A participação do governador de Minas Gerais, Aécio Neves (PSDB), na campanha de Geraldo Alckmin criou um novo entrave para aproximação entre José Serra (PSDB) e o candidato tucano a prefeito de São Paulo.

Reservadamente, os próprios alckmistas reconhecem que o governador do Estado, dividido entre Gilberto Kassab (DEM), seu vice na prefeitura (de janeiro de 2005 a março de 2006), pode ter encontrado na visita do colega mineiro a Alckmin o pretexto ideal para se manter afastado da disputa.

Segundo tucanos, Serra encarou o convite a Aécio como uma tentativa de constrangimento e reclamou da pressão. Em conversas com secretários ligados a Alckmin, avisou: "Não funciono sob pressão".

Um dos colaboradores da campanha de Alckmin, o secretário de Transportes, Mauro Arce, afirmou que "do ponto de vista prático, a visita [de Aécio] não acrescenta muito".

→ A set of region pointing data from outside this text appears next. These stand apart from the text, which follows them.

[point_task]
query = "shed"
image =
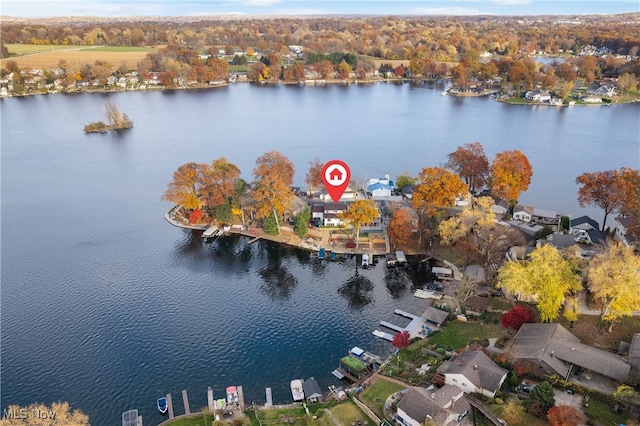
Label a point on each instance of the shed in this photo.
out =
(312, 391)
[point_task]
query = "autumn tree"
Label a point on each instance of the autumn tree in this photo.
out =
(565, 415)
(400, 227)
(218, 182)
(547, 276)
(183, 189)
(540, 400)
(401, 340)
(273, 176)
(605, 190)
(614, 280)
(60, 413)
(314, 175)
(471, 164)
(516, 316)
(437, 188)
(510, 176)
(359, 213)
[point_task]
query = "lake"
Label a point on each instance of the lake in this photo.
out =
(107, 306)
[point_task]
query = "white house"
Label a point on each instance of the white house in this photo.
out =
(523, 213)
(472, 371)
(445, 406)
(538, 95)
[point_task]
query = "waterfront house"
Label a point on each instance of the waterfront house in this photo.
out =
(523, 213)
(628, 230)
(538, 95)
(586, 230)
(472, 371)
(445, 406)
(554, 349)
(312, 391)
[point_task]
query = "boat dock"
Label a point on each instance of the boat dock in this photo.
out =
(185, 400)
(170, 405)
(269, 402)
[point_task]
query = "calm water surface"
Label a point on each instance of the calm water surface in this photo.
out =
(107, 306)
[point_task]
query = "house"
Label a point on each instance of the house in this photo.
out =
(554, 349)
(628, 230)
(472, 371)
(538, 95)
(312, 391)
(500, 208)
(380, 187)
(523, 213)
(544, 217)
(446, 406)
(586, 230)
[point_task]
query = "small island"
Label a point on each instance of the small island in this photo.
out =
(116, 120)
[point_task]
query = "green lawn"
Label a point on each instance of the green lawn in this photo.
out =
(118, 49)
(18, 49)
(458, 334)
(376, 395)
(200, 420)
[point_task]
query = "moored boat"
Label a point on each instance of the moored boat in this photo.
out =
(162, 405)
(296, 390)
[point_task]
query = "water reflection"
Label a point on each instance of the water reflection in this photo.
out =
(357, 290)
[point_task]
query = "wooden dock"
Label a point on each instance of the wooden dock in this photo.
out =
(170, 405)
(185, 401)
(269, 402)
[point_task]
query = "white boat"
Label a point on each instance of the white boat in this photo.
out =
(296, 390)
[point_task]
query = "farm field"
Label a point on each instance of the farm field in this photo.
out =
(39, 56)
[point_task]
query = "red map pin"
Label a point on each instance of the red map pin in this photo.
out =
(336, 176)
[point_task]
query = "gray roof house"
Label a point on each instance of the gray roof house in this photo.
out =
(584, 229)
(446, 406)
(312, 391)
(555, 349)
(473, 371)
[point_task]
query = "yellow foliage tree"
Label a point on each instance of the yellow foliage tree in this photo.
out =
(36, 414)
(614, 279)
(359, 213)
(546, 277)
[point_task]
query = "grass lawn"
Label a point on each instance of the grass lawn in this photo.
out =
(376, 395)
(200, 420)
(599, 412)
(458, 334)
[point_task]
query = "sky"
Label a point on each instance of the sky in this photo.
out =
(122, 8)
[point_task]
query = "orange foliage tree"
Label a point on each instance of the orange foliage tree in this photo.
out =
(314, 175)
(510, 176)
(608, 190)
(183, 189)
(437, 187)
(218, 182)
(399, 228)
(470, 162)
(273, 176)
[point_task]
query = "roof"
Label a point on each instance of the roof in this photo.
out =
(559, 349)
(311, 387)
(478, 368)
(434, 315)
(583, 220)
(419, 403)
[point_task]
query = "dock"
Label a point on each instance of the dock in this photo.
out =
(170, 405)
(269, 402)
(185, 401)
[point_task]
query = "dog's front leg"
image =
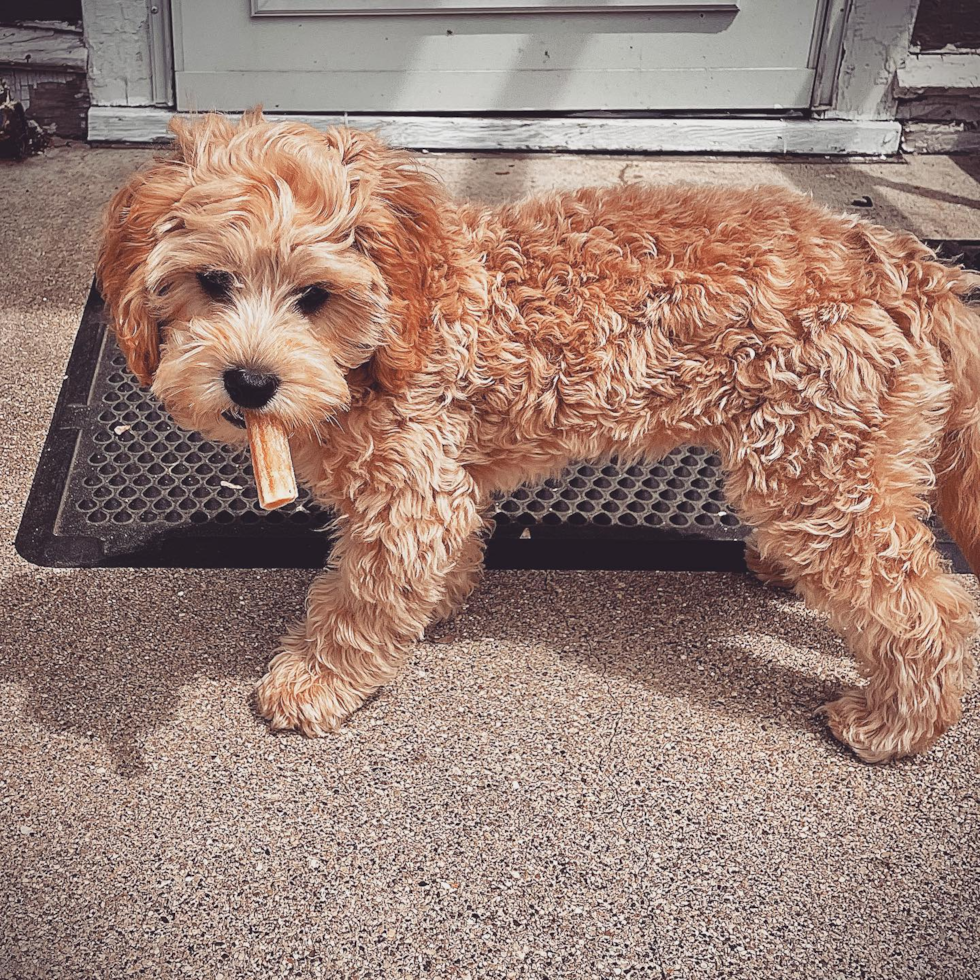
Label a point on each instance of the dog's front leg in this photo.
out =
(403, 536)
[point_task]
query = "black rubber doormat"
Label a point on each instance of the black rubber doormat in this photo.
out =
(119, 485)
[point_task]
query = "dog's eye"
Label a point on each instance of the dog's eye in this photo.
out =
(215, 283)
(311, 299)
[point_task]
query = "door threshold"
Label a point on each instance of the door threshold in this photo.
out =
(600, 134)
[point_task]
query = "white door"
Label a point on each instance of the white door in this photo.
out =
(430, 56)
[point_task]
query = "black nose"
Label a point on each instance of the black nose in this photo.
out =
(250, 389)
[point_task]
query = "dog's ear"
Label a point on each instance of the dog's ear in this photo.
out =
(399, 223)
(129, 232)
(134, 223)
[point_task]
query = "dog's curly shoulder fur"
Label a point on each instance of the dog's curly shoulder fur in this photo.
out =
(428, 355)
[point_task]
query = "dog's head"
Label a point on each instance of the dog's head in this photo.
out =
(261, 263)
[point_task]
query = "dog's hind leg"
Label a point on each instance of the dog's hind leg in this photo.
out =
(463, 579)
(870, 562)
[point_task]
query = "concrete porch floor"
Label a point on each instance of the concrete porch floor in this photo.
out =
(586, 775)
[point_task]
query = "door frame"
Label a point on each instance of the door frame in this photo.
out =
(857, 52)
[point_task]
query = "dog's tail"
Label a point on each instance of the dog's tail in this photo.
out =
(958, 472)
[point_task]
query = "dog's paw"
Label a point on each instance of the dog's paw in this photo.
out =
(881, 734)
(299, 694)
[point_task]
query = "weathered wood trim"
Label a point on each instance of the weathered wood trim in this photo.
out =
(118, 38)
(161, 54)
(932, 72)
(876, 42)
(347, 8)
(35, 47)
(829, 52)
(605, 134)
(929, 137)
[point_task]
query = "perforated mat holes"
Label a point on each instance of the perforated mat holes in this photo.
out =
(683, 490)
(142, 469)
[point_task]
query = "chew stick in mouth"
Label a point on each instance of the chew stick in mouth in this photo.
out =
(273, 466)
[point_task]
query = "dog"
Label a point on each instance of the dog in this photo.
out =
(426, 355)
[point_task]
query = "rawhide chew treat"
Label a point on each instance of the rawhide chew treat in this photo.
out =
(271, 461)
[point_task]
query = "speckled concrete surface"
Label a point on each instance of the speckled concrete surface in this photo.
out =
(586, 775)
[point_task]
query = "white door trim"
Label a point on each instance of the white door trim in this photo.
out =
(115, 124)
(331, 8)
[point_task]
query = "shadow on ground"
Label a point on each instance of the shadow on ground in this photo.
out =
(95, 666)
(98, 664)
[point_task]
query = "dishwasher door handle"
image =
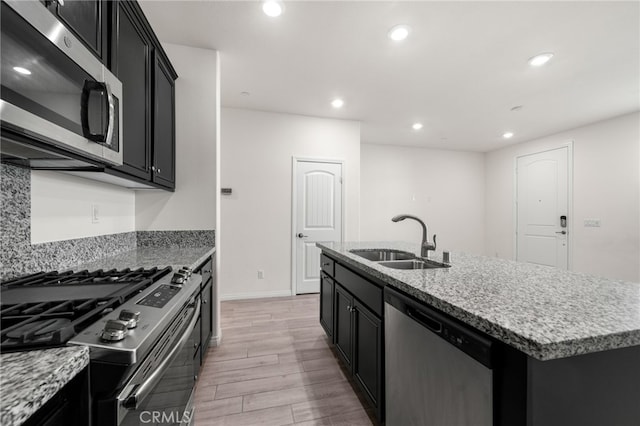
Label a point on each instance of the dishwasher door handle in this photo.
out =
(425, 320)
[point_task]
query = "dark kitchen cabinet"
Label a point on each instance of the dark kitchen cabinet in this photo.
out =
(351, 313)
(89, 21)
(368, 350)
(164, 125)
(206, 269)
(147, 77)
(207, 320)
(132, 66)
(326, 304)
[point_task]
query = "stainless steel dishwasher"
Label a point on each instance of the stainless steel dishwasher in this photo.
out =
(438, 371)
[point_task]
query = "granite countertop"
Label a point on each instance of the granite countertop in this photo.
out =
(29, 379)
(147, 257)
(544, 312)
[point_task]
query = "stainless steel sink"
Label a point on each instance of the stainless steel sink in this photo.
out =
(414, 264)
(379, 255)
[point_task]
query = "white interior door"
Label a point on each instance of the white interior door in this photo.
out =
(318, 218)
(542, 200)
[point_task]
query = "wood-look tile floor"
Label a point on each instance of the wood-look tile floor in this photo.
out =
(275, 367)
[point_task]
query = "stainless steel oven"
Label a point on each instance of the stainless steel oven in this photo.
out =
(161, 390)
(55, 92)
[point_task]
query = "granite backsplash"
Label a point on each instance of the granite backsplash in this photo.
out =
(18, 256)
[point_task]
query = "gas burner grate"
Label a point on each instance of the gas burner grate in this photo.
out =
(38, 312)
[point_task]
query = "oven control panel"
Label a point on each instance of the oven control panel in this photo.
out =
(160, 296)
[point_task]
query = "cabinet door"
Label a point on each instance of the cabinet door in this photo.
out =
(368, 352)
(88, 20)
(163, 127)
(207, 313)
(133, 68)
(344, 325)
(326, 304)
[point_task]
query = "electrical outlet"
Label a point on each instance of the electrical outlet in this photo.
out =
(95, 213)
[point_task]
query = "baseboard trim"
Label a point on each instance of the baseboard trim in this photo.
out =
(255, 295)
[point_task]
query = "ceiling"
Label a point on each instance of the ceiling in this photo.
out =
(460, 72)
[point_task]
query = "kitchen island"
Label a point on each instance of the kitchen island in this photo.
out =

Para aliados de Serra, a convocação de Aécio não só serviu de munição a Marta como também alimentou o argumento de kassabistas, segundo os quais Alckmin será um cabo eleitoral do governador de Minas.

Embora avalie como remota a chance de reeleição de Kassab, Serra tem resistido à pressão para que grave um depoimento em favor de Alckmin ainda no primeiro turno.

Sua idéia seria gravar só depois de cristalizada uma polarização entre Marta Suplicy (PT) e Alckmin, de preferência no segundo turno.

Serra e Aécio pleiteiam o direito de concorrer ao Planalto em 2010 pelo PSDB. Se for eleito, Alckmin terá peso importante no processo de escolha.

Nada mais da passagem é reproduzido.